With word out from internet giant Google (NASDAQ: GOOG) here yesterday that they will make an unprecedented policy shift to reward websites that use secure encrypted HTTPS, giving those websites a higher search rank (while similarly punishing those who do not) and Yahoo (NASDAQ: YHOO) also announcing yesterday at the world’s premier information security conference, Black Hat USA 2014, that they will be joining Google on the encryption offensive, rolling out PGP encrypted email by next year, the commercial encryption game is officially afoot. While robust, PGP’s (Pretty Good Privacy, developed in the early 90’s) public-key cryptography on its own is a somewhat dated solution by higher standards needed for critical enterprise and government operations.
The realization and policy shift from major industry players in light of the extent of the NSA’s reach is welcome by consumers, yet neither of these encrypted email solutions is really designed to address the primary cause of costly, reputation-ruining data breaches for enterprises, like the one last year that compromised 100M customer’s data and saw Target (NYSE: TGT) eat some $148M in associated losses this Q2 alone. The primary cause of data breaches, some 72% according to a report out last year by Symantec Corporation and Ponemon Institute (PDF), is the user. Human driven errors, either by low level users accidently exposing sensitive login data, or poor network protocols due to failure on the part of IT administrators to properly resolve a network-appropriate security envelope, are the main hurdle when it comes to eliminating data breaches.
Target’s POS systems got hacked using login data from one of their HVAC contractors, essentially due to a simple failure by the company’s IT personnel to cordon off parts of the network handling sensitive payment data from the rest of the network. VP and principal analyst for Forrester Research, John Kindervag, has pegged the estimated total long-term costs of the Target breach at around $1B, factoring in obvious indirect costs of damage to the brand in terms of customer loyalty and new customer acquisition.

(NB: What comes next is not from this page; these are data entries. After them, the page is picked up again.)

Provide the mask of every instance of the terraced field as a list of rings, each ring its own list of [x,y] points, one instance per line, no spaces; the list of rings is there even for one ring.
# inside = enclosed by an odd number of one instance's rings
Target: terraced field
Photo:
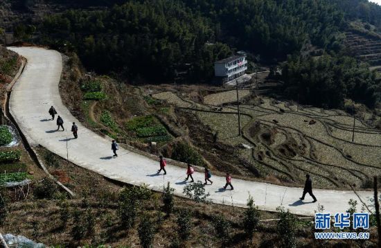
[[[186,111],[218,131],[218,141],[237,147],[236,152],[265,179],[302,184],[308,172],[320,188],[364,188],[371,186],[373,175],[381,175],[381,131],[356,118],[352,142],[353,117],[343,111],[298,109],[290,103],[251,98],[240,105],[240,136],[236,106],[221,109],[211,105],[220,103],[220,96],[209,95],[205,105],[184,98],[177,103],[170,100],[173,96],[168,101],[186,106]],[[251,149],[238,148],[242,143]],[[250,173],[242,171],[244,176],[254,177]]]
[[[345,45],[362,61],[375,69],[381,66],[381,37],[372,37],[353,32],[346,33]]]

As the broader market finally starts to notice the water rising and begins to head out to the dike to plug the holes with basic systems of data encryption, Ecrypt Technologies, Inc. (OTCBB: ECRY) has already leapt to a new paradigm, developing a truly trustworthy enterprise email solution designed from the ground up to provide military-grade encryption and address the human error factor, Ecrypt One. Complete with all the expected features like calendaring and contact management, Ecrypt One is a fully locked-down solution that appeals to security-minded organizations like governments and healthcare sector operators, because the administrator has total control over where data flows to outside of the organization. Ecrypt One’s capacity to handle compliance with modern privacy standards and file format requirements like those in HIPAA (U.S. Department of Health & Human Services’ health information and privacy rule set) and Sarbanes-Oxley (corporate accounting transparency), as well as Germany’s BDSG (federal data protection act), makes the platform really stand out even further, especially considering its ease-of-use features.
Ecrypt One offers powerful encryption that is “always on”, easy to use, highly intuitive and which comes complete with a back-end protocol structure, that takes the guess work out of network security. All accessible via either web interface or standard email client software that connects to Ecrypt One through multi-client IMAP. Email is central to the modern enterprise, acting like the body’s circulatory system, making the enterprise hum with life as information flows freely between employees, partners, and customers. However, this same growth-enabling free flow of information means that unwanted viruses can also get loose in the system and that sensitive data can just as easily flow out.
With Ecrypt One, all internal and external users connect via multi-factor authentication in an environment of strict server rule based policies, and the system automatically captures and reports suspicious activity or attempted breaches of server rules. Despite the incredibly complex security back-end, the Ecrypt One platform is ridiculously simple to actually use and does not require personnel to remember to do anything, because the encryption is always on. The ability to seamlessly mesh with other technologies, or create an ultra-high security inter-organization Ecrypt-to-Ecrypt loop, also means Ecrypt One isn’t just an attractive alternative to less powerful encrypted email solutions, it’s an important investment for any serious enterprise that delivers rock-solid security results.
A secure collaboration environment with full hardware-based Smartcard and RSA support, as well as the ability to integrate with software-based alternatives like Google Authenticator or other one-time password methods, puts Ecrypt One in a league of its own. Not forcing the burden of ensuring security onto the user is a revolutionary change in-and-of-itself, and because data is encrypted while at rest, with keystores and other hardware-based encryption approaches fully supported, DoD-approved security solutions are possible. Furthermore, because Ecrypt’s servers run in FIPS-compliant (Federal Information Processing Standard cryptographic benchmark) security mode only, you get high security browser connections of at least TLS 1.0 or better (Transport Layer Security, the upgraded version of SSL, or Secure Sockets Layer).